Green MEP Isabella Lövin, from Sweden, summed up the views of many disappointed analysts: “Fisheries ministers have demonstrated total short-sightedness with regards to the urgently needed reform of the EU’s Common Fisheries Policy… To address the precarious state of many fish stocks and the problems of overfishing, the EU Commission had proposed to set catch levels that would allow fish stocks to increase above the levels needed to ensure sustainability, or the ‘maximum sustainable yield’. Scandalously, the Council has decided to overturn this proposal, postponing any shift to sustainable catches and only ‘where possible’. In effect, this is prescribing the continuation of a fisheries industry based on overfishing and resulting unprofitability.”

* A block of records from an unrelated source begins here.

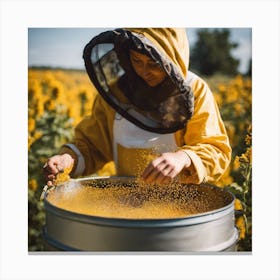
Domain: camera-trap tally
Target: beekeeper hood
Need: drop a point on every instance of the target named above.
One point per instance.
(164, 108)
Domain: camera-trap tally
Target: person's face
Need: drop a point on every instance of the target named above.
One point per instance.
(146, 68)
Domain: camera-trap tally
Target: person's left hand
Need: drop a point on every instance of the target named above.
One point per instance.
(165, 168)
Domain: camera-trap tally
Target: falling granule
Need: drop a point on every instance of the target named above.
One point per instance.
(137, 201)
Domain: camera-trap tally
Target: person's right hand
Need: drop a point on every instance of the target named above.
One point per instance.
(55, 165)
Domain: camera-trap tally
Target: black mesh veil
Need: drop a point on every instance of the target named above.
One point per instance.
(164, 108)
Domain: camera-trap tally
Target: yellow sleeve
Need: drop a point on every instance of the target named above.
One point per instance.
(92, 143)
(205, 139)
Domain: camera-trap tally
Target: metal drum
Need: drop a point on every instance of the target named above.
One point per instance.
(210, 231)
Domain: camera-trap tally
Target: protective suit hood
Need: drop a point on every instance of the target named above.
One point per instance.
(164, 108)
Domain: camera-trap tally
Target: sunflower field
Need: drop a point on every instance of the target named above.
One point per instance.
(59, 99)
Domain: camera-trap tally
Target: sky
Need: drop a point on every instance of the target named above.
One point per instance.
(63, 47)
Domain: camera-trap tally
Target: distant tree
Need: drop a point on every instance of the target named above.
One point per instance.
(212, 53)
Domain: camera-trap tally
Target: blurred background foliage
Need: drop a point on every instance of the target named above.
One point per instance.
(58, 99)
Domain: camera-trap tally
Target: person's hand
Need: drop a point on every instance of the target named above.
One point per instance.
(165, 168)
(55, 165)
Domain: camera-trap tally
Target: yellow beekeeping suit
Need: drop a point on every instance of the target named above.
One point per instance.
(105, 137)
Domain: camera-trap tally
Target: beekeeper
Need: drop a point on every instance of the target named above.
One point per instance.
(153, 117)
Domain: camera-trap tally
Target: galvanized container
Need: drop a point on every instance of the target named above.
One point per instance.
(212, 231)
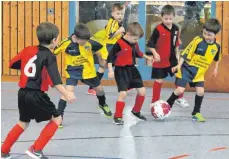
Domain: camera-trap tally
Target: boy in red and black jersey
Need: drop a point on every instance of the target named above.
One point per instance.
(126, 74)
(38, 70)
(163, 44)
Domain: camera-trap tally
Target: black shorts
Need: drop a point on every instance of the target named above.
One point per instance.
(128, 77)
(34, 104)
(182, 83)
(93, 82)
(161, 73)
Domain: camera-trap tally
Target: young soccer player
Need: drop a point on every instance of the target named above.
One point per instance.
(163, 44)
(194, 63)
(108, 37)
(79, 63)
(38, 69)
(126, 74)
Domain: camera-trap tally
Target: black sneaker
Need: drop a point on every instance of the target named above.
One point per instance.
(35, 154)
(106, 110)
(139, 115)
(118, 121)
(5, 156)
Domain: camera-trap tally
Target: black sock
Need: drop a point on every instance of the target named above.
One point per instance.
(100, 75)
(172, 99)
(102, 100)
(198, 102)
(61, 106)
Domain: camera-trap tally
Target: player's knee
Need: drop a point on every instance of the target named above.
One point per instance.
(57, 120)
(23, 125)
(179, 90)
(159, 80)
(122, 95)
(141, 91)
(200, 92)
(99, 90)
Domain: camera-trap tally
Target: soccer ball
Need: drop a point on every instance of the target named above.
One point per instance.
(160, 109)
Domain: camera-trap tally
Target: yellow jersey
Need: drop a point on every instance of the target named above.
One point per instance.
(79, 60)
(198, 56)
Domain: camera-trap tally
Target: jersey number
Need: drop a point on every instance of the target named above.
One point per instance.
(31, 65)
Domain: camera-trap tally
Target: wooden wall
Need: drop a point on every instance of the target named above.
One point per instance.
(20, 19)
(19, 23)
(220, 83)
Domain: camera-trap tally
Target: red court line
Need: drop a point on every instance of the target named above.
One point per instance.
(188, 97)
(178, 157)
(217, 149)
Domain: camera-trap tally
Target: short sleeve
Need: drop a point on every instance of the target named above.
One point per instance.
(52, 69)
(153, 39)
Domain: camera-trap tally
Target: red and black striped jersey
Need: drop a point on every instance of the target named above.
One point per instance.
(124, 53)
(38, 68)
(164, 41)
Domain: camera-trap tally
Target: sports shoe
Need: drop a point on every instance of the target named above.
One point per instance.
(139, 116)
(61, 126)
(35, 154)
(131, 89)
(91, 92)
(198, 117)
(182, 102)
(106, 110)
(5, 156)
(118, 121)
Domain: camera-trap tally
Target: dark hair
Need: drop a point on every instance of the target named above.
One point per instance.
(81, 31)
(212, 25)
(135, 29)
(167, 10)
(46, 32)
(117, 6)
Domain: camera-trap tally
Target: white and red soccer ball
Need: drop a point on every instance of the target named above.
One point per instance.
(160, 109)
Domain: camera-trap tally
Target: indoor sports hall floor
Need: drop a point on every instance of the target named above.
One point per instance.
(87, 134)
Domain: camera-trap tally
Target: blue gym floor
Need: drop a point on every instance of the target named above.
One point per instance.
(87, 134)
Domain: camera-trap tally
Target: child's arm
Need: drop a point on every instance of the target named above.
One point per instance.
(110, 29)
(217, 58)
(56, 79)
(110, 60)
(152, 44)
(141, 55)
(62, 46)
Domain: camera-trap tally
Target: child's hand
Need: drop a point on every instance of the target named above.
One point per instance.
(70, 97)
(111, 74)
(175, 69)
(121, 29)
(215, 72)
(157, 57)
(150, 58)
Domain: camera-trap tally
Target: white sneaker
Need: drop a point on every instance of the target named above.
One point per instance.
(182, 102)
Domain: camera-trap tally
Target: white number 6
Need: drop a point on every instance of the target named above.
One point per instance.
(29, 65)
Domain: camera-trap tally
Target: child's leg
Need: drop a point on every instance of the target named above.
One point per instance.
(70, 85)
(120, 104)
(156, 91)
(102, 100)
(102, 67)
(198, 100)
(140, 97)
(138, 104)
(13, 135)
(175, 95)
(47, 133)
(181, 101)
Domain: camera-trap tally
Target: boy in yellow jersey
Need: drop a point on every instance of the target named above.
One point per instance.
(108, 37)
(79, 63)
(194, 63)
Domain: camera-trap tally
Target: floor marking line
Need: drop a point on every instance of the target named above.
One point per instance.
(181, 156)
(218, 148)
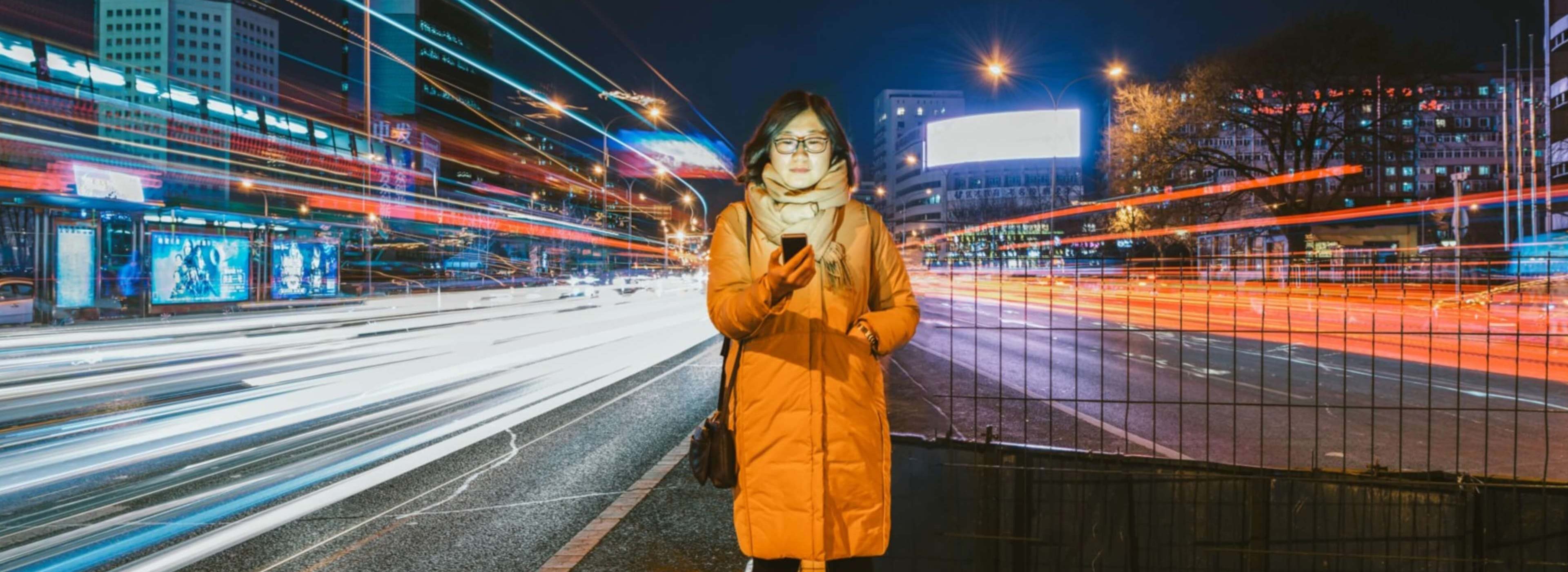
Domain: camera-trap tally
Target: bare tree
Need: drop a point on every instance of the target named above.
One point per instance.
(1321, 93)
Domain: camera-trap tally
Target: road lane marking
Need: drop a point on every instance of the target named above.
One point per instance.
(570, 555)
(1089, 419)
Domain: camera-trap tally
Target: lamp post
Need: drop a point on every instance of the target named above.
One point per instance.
(1459, 215)
(1000, 71)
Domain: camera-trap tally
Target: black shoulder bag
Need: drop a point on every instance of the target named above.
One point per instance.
(713, 454)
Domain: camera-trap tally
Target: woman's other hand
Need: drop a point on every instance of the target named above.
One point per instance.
(794, 275)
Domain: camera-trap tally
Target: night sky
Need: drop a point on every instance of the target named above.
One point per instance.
(733, 58)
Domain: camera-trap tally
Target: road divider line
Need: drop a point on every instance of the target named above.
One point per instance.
(258, 524)
(1089, 419)
(588, 538)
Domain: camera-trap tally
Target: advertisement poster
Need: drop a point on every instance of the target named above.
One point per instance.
(106, 184)
(74, 261)
(689, 156)
(305, 268)
(200, 268)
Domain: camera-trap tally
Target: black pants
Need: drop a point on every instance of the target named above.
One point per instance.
(789, 565)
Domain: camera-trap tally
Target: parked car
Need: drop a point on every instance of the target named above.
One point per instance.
(16, 300)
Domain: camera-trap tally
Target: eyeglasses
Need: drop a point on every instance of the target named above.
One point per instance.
(791, 145)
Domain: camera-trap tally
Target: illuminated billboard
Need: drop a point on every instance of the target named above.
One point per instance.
(689, 156)
(104, 184)
(305, 268)
(76, 257)
(200, 268)
(1000, 137)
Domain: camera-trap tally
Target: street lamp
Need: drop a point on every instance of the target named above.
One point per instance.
(998, 71)
(1459, 217)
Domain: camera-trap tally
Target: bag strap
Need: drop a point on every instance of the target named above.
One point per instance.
(874, 284)
(725, 386)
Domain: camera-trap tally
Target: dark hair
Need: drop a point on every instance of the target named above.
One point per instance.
(755, 156)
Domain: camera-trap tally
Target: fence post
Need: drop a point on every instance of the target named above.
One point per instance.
(1023, 513)
(1260, 493)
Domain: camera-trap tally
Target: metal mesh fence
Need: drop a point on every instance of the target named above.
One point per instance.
(1349, 413)
(1383, 362)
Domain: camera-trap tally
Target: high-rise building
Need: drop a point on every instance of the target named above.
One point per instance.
(422, 87)
(1555, 71)
(229, 47)
(901, 115)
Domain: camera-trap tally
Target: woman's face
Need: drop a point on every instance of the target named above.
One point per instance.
(810, 151)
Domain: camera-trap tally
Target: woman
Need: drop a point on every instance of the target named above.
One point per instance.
(810, 414)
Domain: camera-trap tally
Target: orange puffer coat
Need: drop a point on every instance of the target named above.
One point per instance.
(810, 413)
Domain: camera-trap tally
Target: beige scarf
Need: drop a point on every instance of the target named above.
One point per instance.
(780, 210)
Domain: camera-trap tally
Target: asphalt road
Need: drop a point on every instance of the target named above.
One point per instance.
(183, 439)
(1021, 369)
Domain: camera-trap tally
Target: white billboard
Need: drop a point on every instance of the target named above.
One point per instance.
(1000, 137)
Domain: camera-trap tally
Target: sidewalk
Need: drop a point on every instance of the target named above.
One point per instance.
(683, 527)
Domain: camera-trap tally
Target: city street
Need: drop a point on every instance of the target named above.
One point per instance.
(236, 425)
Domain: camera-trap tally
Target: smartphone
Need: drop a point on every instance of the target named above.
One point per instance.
(793, 245)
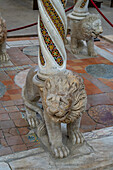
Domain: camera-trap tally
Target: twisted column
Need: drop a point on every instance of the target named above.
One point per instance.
(52, 27)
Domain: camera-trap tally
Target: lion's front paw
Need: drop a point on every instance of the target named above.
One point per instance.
(75, 51)
(60, 151)
(4, 57)
(32, 121)
(76, 137)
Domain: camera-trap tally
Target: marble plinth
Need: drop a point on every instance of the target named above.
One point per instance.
(101, 157)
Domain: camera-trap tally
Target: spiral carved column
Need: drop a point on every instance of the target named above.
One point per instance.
(52, 27)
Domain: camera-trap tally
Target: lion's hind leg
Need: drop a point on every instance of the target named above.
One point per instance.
(55, 138)
(73, 132)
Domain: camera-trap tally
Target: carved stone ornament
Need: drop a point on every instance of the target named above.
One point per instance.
(87, 29)
(63, 98)
(3, 35)
(52, 94)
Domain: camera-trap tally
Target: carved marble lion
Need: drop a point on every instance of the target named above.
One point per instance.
(87, 29)
(63, 100)
(3, 35)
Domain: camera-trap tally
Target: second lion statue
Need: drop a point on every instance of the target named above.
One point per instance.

Celebrity chef Hugh Fearnley-Whittingstall, driving force behind the Fish Fight campaign, was a little more emollient: “It’s right to describe today’s commitment by EU ministers to a discards ban as a ‘massive breakthrough’ … We know that changing EU law will be a marathon, not a sprint, and there’s still much more to do in the coming months to make sure the ministers deliver on these promises. We need to change provisional dates into a completely committed timetable. We need to persuade MEPs to improve on, and then ratify the decisions taken by the ministers. Only then can we ensure that we will have sustainable fish stocks, a viable fishing industry and a healthy marine environment for generations to come” (quoted among others in SeafoodSource.com).

Discard madness

Many had hoped to see a move away from “top-down”, overcentralised fisheries policy to one that is more sensitive to local conditions and better-attuned sustainable practice.

The discard problem arises because fishing vessels are permitted to continue fishing for other species after their quota in a given fish has been exceeded. Because they cannot legally land more than the quota, they discard the excess – chucking perfectly good, dead fish back into the sea.

But an experiment by the Marine Management Organisation (MMO) in the UK’s Channel has shown another way: allow a larger quota, but insist that fishing must cease when a quota of any particular species reached, and all the catch must be landed. On-board CCTV cameras can ensure that the rules are obeyed.

UK Fisheries Minister Richard Benyon endorsed the scheme: “We came forward with a practical solution of counting what they catch, not what they land.”

A new manifesto

Meanwhile, there are numerous professional fishermen in the UK who operate small boats (under 10 metres) and fish in an environmentally sustainable manner.

The trouble is that EU quotas are skewed very much in favour of off-shore, large-scale fishing vessels which are far from environmentally friendly. Put it this way: 77% of the UK’s fishing fleet consists of small boats, representing 65% of employment in the UK fishing industry. Yet they receive just 4% of the quota – in many cases insufficient to make a living, driving out of business local fishing fleets that have been in operation for generations.

Lobby groups suggest that they deserve 20% of the quota, but such a generous realignment is strongly opposed by powerful, large-scale fishing interests.

The absurdity of this situation is made plain in the “Manifesto for Fair Fisheries” recently published by Greenpeace in conjunction with NUTFA (New Under Ten [metres] Fisherman’s Associations) and a host of other fishermen’s associations. The message can best be summed up in the phase “Give the right to fish to those who fish in the right way.”

Who could argue with that? If the EU fails to grasp the nettle on this issue, future generations deprived of the ocean’s extraordinary bounty will have every right to condemn their forebears as short-sighted, self-indulgent fools, who completely failed in their responsibilities of stewardship.

Meanwhile, in the face of the steady destruction of sustainable fish stocks a painting sprints to mind: James Ensor’s Skeletons Fighting over a Pickled Herring.